In assenza di contrattazioni la liquidità del mercato è garantita da almeno uno specialist ovvero un market maker ufficiale che espone proposte di acquisto e vendita la cui differenza è appunto detta spread. Ma da cosa dipende questo valore? Quali tecniche usano i market maker per minimizzarlo?

di La redazione di Soldionline 27 lug 2005 ore 09:49
Per lo specialist, ovvero il market maker ufficiale che ha il compito di mantenere un adeguato livello di liquidità del mercato, lo spread rappresenta il ricavo derivante appunto dall'attività che svolge. Per l'investitore invece, questo differenziale rappresenta un costo, un costo che nel corso del tempo si è progressivamente ridotto come dimostrano le analisi di Sanpaolo Imi Asset Management riprese negli scorsi articoli sul mercato italiano. Osservando i numeri, si nota come vi sia una differenza abissale tra lo spread dello 0,05% collegato allo S&P/Mib Lyxor e lo 0,63% del B1-Ethical Index.

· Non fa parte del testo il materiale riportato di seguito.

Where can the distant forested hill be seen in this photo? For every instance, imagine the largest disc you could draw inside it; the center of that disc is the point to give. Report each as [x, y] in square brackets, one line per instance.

Quindi, a cosa è dovuta una così ampia differenza?

Ciò dipende essenzialmente da:
- l'esistenza o meno di contratti grazie al quale il market maker può coprirsi dal rischio di mercato.
- numero di componenti dell'indice replicato, a maggior numero di titoli corrispondono maggiori costi di transazione
- ammontare delle management fees ovvero le commissioni da pagare nel meccanismo di in kind creation/redemption
- liquidità dei titoli che compongono l'indice

vediamo perché:

il market maker non assume posizioni di rischio sulla direzionalità del mercato, pertanto copre continuamente le posizione assunte. Se è lungo sull'etf, per non subire eventuali ribassi del mercato assumerà posizione contraria sulle azioni che compongono l'indice. Tale posizione corta potrà essere eventualmente chiusa riconsegnando le azioni dell'etf in cambio dei titoli sottostanti.
Viceversa, se il market maker è corto sull'etf, prenderà posizione al rialzo sui titoli che compongono il paniere di riferimento. Per chiudere la posizione potrà consegnare tali titoli alla banca depositaria che rilascerà nuove quote di etf.
Per coprire le proprie posizioni però, oltre ai titoli possono essere utilizzati anche mix di futures. Prendiamo ad esempio l'iSharesMSCI Japan: la strategia di hedging su questo etf che investe in un portafoglio di ben 311 titoli, non comporta solo l'utilizzo dei titoli sottostanti ma anche futures su Topix, Nikkei 225 e Nikkei 300. Alcune difficoltà potrebbero essere dovute alla differenza di orario o alla scarsità di contrattazioni: il futures sul Nikkei 225 quotato al CME ad esempio è sufficientemente liquido solo dalle 15.30, lo stesso futures sulla Borsa di Singapore è disponibile solo fino alle 12.00.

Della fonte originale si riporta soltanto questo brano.